La CO2 è un indicatore delle proprietà fisiche e chimiche
Alla base dello studio ci sono le correlazioni già note tra la propensione all’emissione di CO2 e la presenza di particolari proprietà fisiche e chimiche. “Una maggiore aggregazione del suolo, ad esempio, può stimolare lo sviluppo di CO2 aumentando probabilmente la crescita microbica”. Inoltre, l’aumento dei flussi di anidride carbonica segnala anche un maggiore capacità di trattenere l’acqua, correlata a sua volta a una più diffusa attività microbica. Un suolo compatto e meno poroso, inoltre, evidenzia una respirazione ridotta. E gli esempi potrebbero continuare. L’analisi si è così posta l’obiettivo di verificare la validità del metodo di misurazione dell’anidride carbonica e la sua capacità di descrivere le caratteristiche del terreno.
L’esperimento
Nel corso dell’indagine i ricercatori si sono concentrati su due siti sperimentali del Montana nordorientale. Nel primo, gli scienziati hanno analizzato i campioni di suolo secondo il metodo tradizionale che prevede un processo più lungo. I reperti, nel dettaglio, sono stati innaffiati con acqua e lasciati riposare per quattro giorni prima di essere esaminati con l’impiego di reagenti chimici.

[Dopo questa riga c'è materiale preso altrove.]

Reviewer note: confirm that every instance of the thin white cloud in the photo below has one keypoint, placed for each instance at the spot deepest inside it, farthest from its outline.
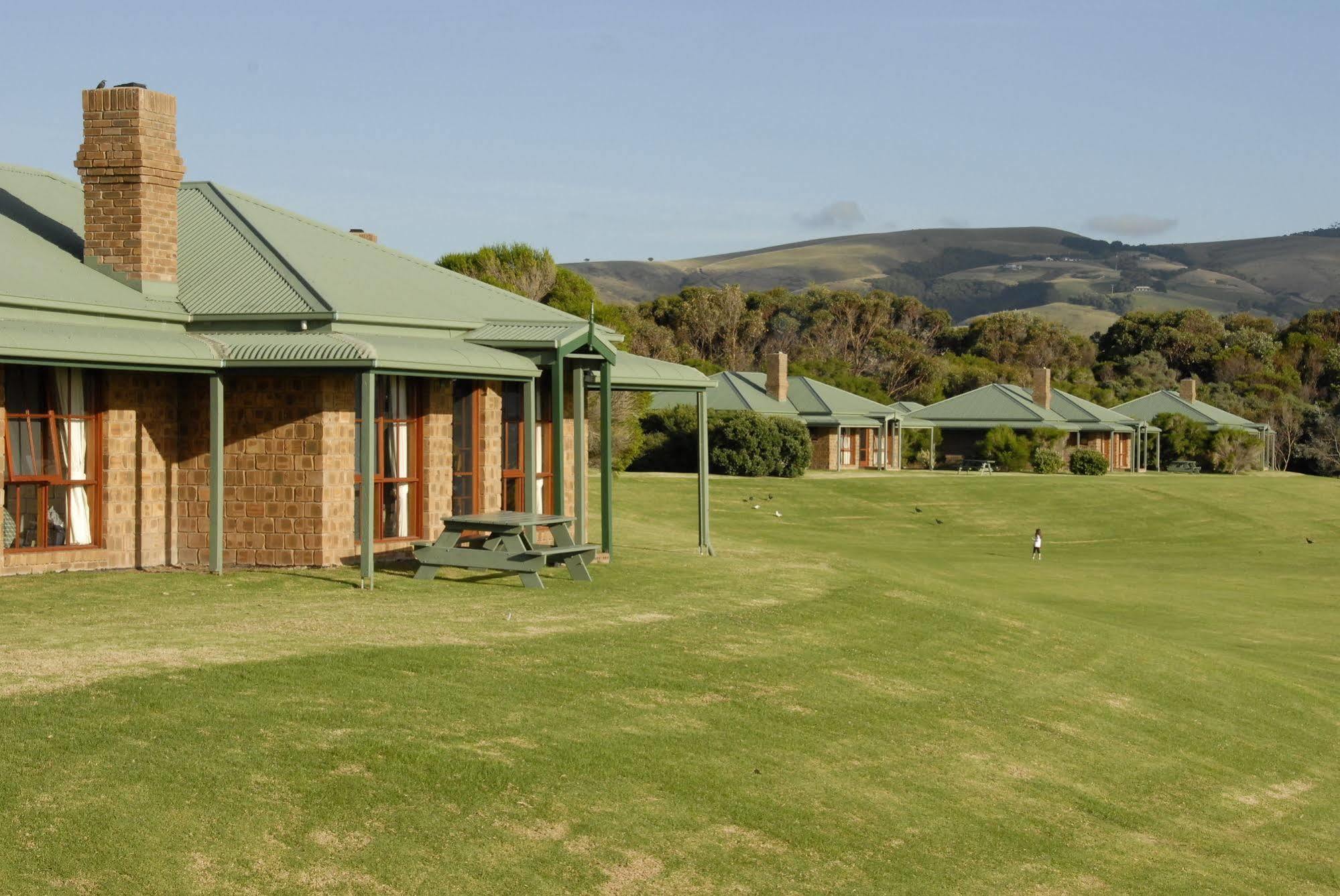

Nel secondo sito, i campioni sono stati messi a riposo per un solo giorno e, successivamente, sono stati osservati con l’impiego di una strumentazione a raggi infrarossi capace di individuare il rilascio della CO2. Le due diverse tecniche hanno restituito risultati diversi.
I ricercatori hanno messo a confronto i dati con le proprietà chimiche e fisiche legate alle caratteristiche dei vari campioni. Risultato: le prove con gli infrarossi, che richiedono un giorno di preparazione, hanno rilevato correlazioni più evidenti di quelle mostrate dall’analisi a quattro giorni. Il metodo introdotto nella ricerca, in altre parole, si è rivelato non solo più rapido ma anche più efficace nel descrivere le proprietà del terreno attraverso la misurazione della CO2. Un risultato che presenta importanti implicazioni.
Un sistema più economico
“La possibilità di analizzare il flusso di anidride carbonica senza l’impiego di prodotti chimici consente di misurare la salute del suolo direttamente sul campo” ha spiegato ancora Upendra Sainju. “Il mancato utilizzo di queste sostanze, inoltre, rende questo metodo più rapido ed economico”. Si tratta di un aspetto importante che rende la tecnica preferibile rispetto ad altre metodologie che, oltre a essere più costose, richiedono più tempo e restituiscono risultati meno precisi. Secondo i ricercatori, al contrario, il sistema adottato nell’esperimento sarebbe in grado di offrire misurazioni più accurate. Aiutando così agricoltori, esperti di ecologia e amministratori a valutare la sostenibilità delle pratiche di coltivazione nei terreni.
Meno fertilizzanti
Il pensiero corre soprattutto al tema dei fertilizzanti e al problema della complessa ricerca di un equilibrio tra benefici e costi ambientali che ne accompagnano l’utilizzo. Il metodo di indagine sperimentato, si legge nella ricerca, è in grado di fornire informazioni “sulla disponibilità di azoto e sul suo processo di mineralizzazione”. Ma anche “sulla biomassa microbica e la materia organica del suolo”.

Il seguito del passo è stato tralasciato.